Thought I had it down to a science by creating an exhaustive spreadsheet for all user names and passwords (albeit the passwords on the spreadsheet are still yet encrypted and should prove to be a Bigfoot to decipher).



Been doing that practice for almost a decade now.  Started when 12345a could not be used anymore because it didn’t have an uppercase letter and some other kind of character like an exclamation point.  Then it was hard to keep up with the new passwords that had to be created because the old passwords “expired” every 20 minutes.



Well, one practice that fell by the wayside was keeping up with the new passwords.  The almighty “Reset Password” button became a nifty tool and quick fix to get in whatever site or account due to laziness to pull up the spreadsheet.  Didn’t give it one thought that the ‘just get another one’ method would work only for as long as access to the e-mail accounts remained to eternity.



Had been a long time e-mail account holder with one company.  Hadn’t posted in a blog outside of the website in almost a year.  Totally forgot about it. (shrugged shoulders)  When the decision came to return to Blogger, stumbled on the old blog page after the new blog page was created.
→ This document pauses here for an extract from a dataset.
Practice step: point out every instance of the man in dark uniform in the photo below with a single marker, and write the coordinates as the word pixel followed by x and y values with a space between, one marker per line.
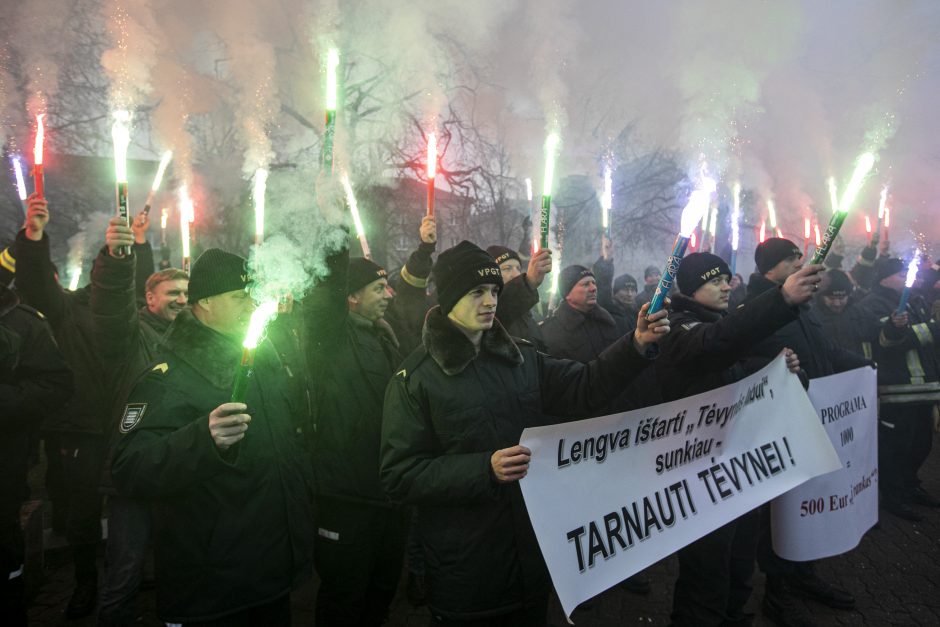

And of course...can’t get into it.  The old blog account was created using another e-mail account and no phone number or alternate e-mail address was given for password recovery.  Ugh.  It’s just sitting there untilled with a link error that can’t be fixed.*



But that’s okay. 2013 is too precious to spend excess energy on a simple mistake. The lesson has been well learned. 



Note to self:  Keep list of user login and associated passwords current at all times.










*Already been in communication with account recovery.  Ain’t worth the carousel ride.